Per your instructions, I have created the file ps2utf8.ps based upon ps2ascii.ps. The character-mappings were adapted from the DjVuLibre open-source project.

The result seems to work and does convert french pdf into utf-8 text, at least on the (few) files that I have tested. I have not tested other languages, although it seems that all European languages are supposedly supported. However, I don't have the knowledge to verify whether what I did was totally correct.

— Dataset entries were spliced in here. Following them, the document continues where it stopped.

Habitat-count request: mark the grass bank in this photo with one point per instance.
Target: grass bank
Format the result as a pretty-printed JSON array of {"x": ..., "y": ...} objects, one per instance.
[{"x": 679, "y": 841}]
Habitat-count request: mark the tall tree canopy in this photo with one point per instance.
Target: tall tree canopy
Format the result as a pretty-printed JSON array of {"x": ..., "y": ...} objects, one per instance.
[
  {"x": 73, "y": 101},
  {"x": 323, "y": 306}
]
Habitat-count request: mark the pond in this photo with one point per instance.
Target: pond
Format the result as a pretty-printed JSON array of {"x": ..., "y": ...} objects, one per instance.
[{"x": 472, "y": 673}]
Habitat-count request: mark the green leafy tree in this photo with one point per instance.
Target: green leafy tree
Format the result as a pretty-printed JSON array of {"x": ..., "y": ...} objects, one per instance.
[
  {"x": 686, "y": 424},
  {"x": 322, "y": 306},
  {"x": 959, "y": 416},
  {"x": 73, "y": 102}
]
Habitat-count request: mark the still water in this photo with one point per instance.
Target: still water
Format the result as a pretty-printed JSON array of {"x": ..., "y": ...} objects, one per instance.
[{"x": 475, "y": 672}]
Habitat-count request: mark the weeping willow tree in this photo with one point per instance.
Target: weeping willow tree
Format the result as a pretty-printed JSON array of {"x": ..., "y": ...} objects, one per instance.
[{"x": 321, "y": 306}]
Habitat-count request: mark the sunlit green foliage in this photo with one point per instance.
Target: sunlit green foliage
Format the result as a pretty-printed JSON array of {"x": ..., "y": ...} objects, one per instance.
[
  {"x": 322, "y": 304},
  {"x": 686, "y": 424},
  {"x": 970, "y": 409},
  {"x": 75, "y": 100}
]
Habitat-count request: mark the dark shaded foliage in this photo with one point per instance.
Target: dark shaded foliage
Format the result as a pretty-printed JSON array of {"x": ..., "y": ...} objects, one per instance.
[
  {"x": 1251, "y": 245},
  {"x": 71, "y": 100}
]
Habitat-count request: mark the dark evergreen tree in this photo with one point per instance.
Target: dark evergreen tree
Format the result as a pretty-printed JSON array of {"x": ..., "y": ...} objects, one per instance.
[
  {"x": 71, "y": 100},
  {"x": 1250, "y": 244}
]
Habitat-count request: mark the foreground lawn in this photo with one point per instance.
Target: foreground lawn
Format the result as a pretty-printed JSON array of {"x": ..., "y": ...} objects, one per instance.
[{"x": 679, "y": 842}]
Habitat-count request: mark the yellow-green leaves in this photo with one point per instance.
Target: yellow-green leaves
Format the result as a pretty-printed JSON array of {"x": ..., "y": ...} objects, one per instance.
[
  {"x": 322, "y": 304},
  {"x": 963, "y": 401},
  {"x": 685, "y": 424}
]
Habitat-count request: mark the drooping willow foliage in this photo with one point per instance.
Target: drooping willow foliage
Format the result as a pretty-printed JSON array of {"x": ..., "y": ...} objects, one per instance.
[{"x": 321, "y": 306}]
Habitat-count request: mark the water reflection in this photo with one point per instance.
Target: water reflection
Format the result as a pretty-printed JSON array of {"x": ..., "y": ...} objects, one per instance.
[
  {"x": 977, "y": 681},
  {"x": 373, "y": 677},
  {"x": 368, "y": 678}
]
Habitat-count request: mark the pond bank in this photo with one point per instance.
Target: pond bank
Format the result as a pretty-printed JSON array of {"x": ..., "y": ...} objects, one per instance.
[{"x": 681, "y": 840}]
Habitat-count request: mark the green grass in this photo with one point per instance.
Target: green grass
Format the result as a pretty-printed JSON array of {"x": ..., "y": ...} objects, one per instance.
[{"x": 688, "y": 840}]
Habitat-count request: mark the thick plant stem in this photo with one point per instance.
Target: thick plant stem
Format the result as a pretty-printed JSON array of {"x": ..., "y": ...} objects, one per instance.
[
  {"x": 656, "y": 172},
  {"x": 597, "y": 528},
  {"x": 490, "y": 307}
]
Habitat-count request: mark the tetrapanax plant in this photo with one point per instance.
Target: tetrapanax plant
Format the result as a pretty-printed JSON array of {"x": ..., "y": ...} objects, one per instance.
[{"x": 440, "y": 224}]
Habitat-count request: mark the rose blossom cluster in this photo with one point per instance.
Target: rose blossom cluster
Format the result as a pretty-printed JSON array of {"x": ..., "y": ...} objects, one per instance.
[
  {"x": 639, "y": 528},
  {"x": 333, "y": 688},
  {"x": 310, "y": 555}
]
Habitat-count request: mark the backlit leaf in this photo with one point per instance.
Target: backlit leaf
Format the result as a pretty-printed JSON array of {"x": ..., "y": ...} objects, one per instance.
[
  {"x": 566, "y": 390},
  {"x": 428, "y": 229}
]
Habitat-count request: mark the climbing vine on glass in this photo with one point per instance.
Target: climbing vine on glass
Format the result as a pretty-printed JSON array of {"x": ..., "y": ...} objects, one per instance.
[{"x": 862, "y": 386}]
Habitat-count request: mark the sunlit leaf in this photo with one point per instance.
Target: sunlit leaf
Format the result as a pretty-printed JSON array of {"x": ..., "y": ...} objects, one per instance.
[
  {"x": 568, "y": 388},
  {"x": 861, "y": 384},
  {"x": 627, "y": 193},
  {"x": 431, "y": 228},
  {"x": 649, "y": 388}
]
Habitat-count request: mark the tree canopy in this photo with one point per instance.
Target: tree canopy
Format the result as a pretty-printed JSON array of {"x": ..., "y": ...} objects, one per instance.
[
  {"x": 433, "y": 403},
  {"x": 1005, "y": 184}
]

I have also not programmed the addition of a BOM (byte order mark) under Windows, since I don't know how. This ideally should be optional.

The file ps2utf8.ps was uploaded as attachment. I have also uploaded the original DjVuLibre file, for reference, as it takes some research to find.

In the hope that you will find this useful, and might even be inspired to add a ps2utf8 encoding to GS ...
Comment 10 Ken Sharp 2010-07-28 15:58:05 UTC
(In reply to comment #9)
> Ken,
> 
> Per your instructions, I have created the file ps2utf8.ps based upon
> ps2ascii.ps. The character-mappings were adapted from the DjVuLibre open-source
> project.

Wow, you've gone a lot further than anything I was suggesting...

> The file ps2utf8.ps was uploaded as attachment. I have also uploaded the
> original DjVuLibre file, for reference, as it takes some research to find.
> 
> In the hope that you will find this useful, and might even be inspired to add a
> ps2utf8 encoding to GS ...

Thanks for that, if anyone else requests it I can point them to this. One day we hope to have a more functional text extraction device written in C and able to deal with things like ToUnicode CMaps which will allow processing of some CIDFonts.